But people should stop coding like this. For the love of all that is good and binary, don't use arguments to mutate values in the same scope. Just return them and reassign them. That way, state flow is always in via the arguments and out via the return value(s). Without this discipline, you will have a hodgepodge of "value flows" and that complexity will kill you when debugging. When new values can be spit out both by function returns and function arguments... Hold on, I have to take an aspirin

I know that a lot of OO/procedural languages permit you to do this (unfortunately). Don't!


Yeah , I get you , this coding style is horrible. I personally try to avoid mutating things as much as possible. I wonder how long we will have these old artifacts around before we decide that things need to move to newer langs like F# instead of tacking new features onto the existing lingua franca of .NET.


Been using c# since the day 1, almost never seen someone designing from the ground up with out parameters for the last 10 years. They're not that common. I guess it looks like a favorite feature in the document because it takes the largest part of it, it's not.

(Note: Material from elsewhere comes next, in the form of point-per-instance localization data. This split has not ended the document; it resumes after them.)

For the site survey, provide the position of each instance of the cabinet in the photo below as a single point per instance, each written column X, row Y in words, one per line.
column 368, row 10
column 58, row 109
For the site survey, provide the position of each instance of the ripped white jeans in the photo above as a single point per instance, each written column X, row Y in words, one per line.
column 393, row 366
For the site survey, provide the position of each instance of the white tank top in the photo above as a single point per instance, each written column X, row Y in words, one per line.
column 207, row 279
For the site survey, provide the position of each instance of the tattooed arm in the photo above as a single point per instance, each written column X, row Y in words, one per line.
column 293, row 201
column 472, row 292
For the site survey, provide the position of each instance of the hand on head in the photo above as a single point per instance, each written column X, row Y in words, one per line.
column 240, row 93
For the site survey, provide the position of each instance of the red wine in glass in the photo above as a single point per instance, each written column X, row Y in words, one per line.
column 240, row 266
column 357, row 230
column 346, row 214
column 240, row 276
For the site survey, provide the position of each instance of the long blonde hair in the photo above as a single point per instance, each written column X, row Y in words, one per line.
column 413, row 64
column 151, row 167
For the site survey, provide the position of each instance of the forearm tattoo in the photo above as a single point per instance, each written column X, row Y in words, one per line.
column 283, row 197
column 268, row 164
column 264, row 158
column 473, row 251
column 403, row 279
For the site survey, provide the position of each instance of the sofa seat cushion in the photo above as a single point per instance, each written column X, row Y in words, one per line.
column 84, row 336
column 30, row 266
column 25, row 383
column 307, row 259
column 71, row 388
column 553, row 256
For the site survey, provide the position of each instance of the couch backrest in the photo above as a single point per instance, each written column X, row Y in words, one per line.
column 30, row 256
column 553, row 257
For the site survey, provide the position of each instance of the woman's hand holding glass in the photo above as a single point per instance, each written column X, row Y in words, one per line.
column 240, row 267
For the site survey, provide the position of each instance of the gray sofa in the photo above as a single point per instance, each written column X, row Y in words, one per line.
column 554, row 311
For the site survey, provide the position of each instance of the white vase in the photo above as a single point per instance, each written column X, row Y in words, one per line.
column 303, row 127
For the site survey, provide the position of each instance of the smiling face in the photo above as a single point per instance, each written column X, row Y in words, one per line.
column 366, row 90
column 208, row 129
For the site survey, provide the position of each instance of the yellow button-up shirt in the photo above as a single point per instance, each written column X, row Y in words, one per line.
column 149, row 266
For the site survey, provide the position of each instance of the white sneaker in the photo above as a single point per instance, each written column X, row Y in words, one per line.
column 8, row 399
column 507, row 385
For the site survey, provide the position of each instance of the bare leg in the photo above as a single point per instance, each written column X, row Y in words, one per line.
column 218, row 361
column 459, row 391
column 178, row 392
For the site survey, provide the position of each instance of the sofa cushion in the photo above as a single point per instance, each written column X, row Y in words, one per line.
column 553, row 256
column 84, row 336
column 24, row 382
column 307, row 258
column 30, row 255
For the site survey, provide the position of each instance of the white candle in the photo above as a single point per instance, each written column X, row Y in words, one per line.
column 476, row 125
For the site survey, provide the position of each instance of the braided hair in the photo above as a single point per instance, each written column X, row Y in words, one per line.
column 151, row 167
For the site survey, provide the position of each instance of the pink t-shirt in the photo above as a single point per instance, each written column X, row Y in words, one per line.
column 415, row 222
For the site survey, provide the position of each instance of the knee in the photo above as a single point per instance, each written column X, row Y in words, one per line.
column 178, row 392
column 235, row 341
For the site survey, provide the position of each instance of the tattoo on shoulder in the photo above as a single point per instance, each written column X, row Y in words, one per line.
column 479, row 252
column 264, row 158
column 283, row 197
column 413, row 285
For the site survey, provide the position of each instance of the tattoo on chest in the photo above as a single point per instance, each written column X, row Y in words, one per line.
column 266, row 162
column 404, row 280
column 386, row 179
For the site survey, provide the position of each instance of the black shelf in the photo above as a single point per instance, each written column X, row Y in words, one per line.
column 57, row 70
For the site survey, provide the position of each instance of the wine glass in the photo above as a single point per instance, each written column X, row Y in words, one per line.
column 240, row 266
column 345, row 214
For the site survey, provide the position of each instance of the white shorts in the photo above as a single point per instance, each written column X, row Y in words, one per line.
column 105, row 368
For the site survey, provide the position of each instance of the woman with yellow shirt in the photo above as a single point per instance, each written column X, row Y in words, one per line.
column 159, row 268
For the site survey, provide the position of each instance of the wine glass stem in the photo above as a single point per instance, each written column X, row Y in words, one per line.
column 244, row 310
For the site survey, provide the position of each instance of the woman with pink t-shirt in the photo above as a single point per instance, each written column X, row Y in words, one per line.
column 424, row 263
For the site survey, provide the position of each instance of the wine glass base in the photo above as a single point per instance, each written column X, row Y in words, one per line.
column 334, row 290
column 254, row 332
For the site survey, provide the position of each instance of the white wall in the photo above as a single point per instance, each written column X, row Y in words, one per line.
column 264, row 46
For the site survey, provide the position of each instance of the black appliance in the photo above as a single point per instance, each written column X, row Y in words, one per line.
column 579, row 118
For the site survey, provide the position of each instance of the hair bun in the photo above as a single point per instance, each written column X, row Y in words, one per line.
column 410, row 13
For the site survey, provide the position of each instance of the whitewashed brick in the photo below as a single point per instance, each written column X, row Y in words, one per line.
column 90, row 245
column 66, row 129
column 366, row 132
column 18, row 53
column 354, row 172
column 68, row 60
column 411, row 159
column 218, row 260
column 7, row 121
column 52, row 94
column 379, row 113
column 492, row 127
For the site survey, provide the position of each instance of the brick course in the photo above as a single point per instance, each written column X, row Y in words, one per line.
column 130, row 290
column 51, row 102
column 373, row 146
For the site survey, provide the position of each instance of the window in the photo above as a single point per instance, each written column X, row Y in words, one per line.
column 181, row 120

Never used a concurrent dictionary or an IDictionary trying to be sanely efficient using TryGetValue instead of ContainsKey followed by a call to the accessor? I can't really believe that you started using c# from the day one and you never encountered an hot code path with a TryGetValue. Of course it gets much worse when you have millions of objects, but even with hundred of thousands it is kind of noticeable. Unless you don't care about caching at all, but that is a complete different kind of dragons'lair...


> out variables are there because people were used to coding like this

This does not invalidate OP's point that it is terrible design. You do not need to take every bad idea in older languages in the name of familiarity.


I believe it is for interoperability with code in these languages, not just familiarity. That said, the BCL also use out parameters in a few places (the TryParse methods) which arguable set a bad precedent.